UT professors believe they've found a safer way to treat prostate cancer
Two innovative professors at The University of Toledo think they've developed a safer way to treat prostate cancer.
Fighting cancer likely means fighting healthy cells as well - either through chemotherapy, surgery or radiation - and Dr. Mohammad Elahinia, professor and chair of the UToledo Department of Mechanical, Industrial and Manufacturing Engineering, and Dr. Ishmael Parsai, professor and chief medical physicist in the UToledo Radiation Oncology Department and director of the Graduate Medical Physics Program - may have found a way around doing that damage.
The Ohio Third Frontier Commission recently awarded $150,000 to a startup company founded by the mechanical engineer and medical physicist to develop and commercialize Retractor, which moves the rectum out of the way during radiation treatment of prostate cancer.
That means fewer treatments and less damage.
“The rectal retractor provides a safer, more efficient way to treat prostate cancer,” Elahinia said. “The medical device is inserted into the body and set in motion by passing a small electrical current in a reliable, clean, silent process known as nitinol actuation, solving the persistent challenge in radiation therapy of prostate tumors.”

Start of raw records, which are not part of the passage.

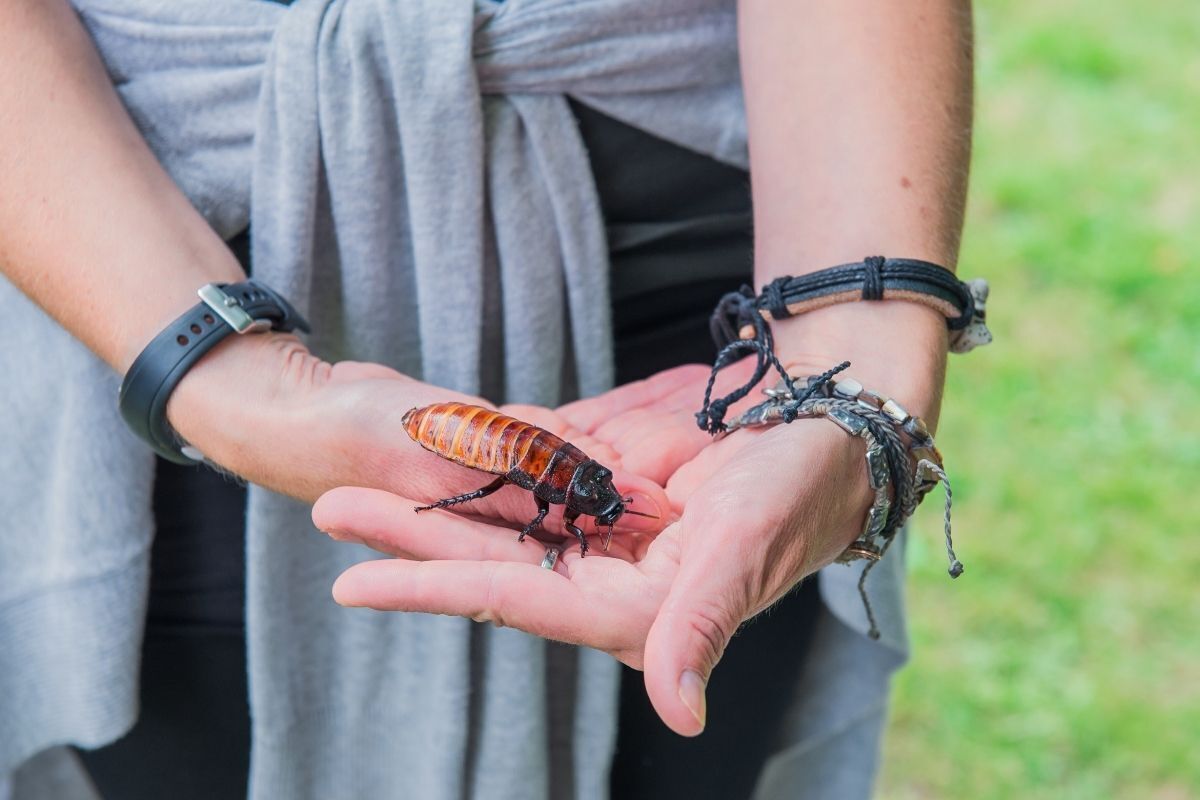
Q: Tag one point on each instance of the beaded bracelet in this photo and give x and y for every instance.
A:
(894, 439)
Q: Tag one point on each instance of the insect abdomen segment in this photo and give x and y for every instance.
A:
(487, 440)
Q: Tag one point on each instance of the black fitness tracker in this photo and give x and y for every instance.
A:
(225, 308)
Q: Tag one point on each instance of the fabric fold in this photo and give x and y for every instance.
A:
(414, 181)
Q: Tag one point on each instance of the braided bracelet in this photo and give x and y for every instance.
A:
(894, 440)
(963, 304)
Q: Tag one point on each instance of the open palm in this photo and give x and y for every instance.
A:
(756, 512)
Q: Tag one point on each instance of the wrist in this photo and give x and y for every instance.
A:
(895, 347)
(219, 405)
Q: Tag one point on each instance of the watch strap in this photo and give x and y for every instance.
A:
(225, 308)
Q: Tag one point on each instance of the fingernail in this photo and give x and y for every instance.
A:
(342, 536)
(691, 692)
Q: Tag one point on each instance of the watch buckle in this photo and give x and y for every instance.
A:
(228, 308)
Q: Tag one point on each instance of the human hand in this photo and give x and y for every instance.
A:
(761, 509)
(267, 409)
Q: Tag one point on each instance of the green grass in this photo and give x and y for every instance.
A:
(1066, 662)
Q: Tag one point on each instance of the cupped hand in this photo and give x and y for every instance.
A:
(270, 411)
(760, 510)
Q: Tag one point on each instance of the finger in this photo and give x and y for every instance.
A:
(388, 523)
(591, 413)
(511, 595)
(707, 602)
(655, 443)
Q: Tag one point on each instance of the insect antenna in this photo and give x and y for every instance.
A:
(636, 513)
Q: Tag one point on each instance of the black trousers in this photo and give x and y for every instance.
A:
(679, 236)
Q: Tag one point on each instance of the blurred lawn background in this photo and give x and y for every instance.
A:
(1066, 661)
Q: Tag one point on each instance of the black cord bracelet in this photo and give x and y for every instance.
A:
(963, 304)
(225, 308)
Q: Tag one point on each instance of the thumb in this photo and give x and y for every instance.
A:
(700, 615)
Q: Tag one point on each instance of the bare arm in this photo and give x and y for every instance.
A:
(859, 119)
(96, 233)
(91, 227)
(859, 116)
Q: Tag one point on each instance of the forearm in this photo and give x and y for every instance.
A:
(91, 227)
(859, 116)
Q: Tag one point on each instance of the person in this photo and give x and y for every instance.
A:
(411, 179)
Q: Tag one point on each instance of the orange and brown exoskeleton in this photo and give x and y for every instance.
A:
(531, 457)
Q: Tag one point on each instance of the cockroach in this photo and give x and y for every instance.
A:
(522, 453)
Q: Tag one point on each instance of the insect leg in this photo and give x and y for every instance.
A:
(465, 498)
(543, 510)
(569, 517)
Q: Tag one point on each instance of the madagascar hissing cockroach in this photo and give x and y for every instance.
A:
(531, 457)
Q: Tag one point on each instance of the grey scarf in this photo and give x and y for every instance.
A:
(415, 184)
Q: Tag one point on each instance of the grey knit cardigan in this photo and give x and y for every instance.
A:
(401, 162)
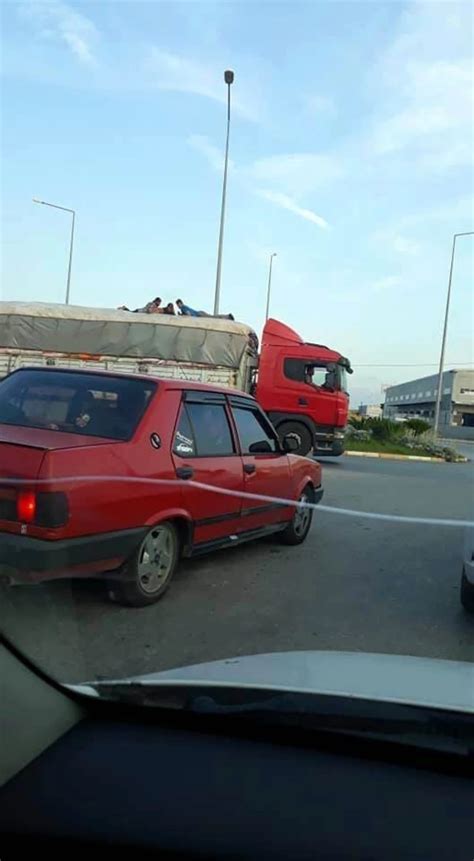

“Instead of a patient undergoing daily radiation treatment sessions for nearly two months in a conventional method of radiotherapy, he can come in and have five sessions,” Parsai said.
While the retractor will mainly serve prostate cancer patients, its creators think it could also be applied during radiation therapy for all pelvic tumors, such as cervical, uterine, vaginal and endometrial cancers.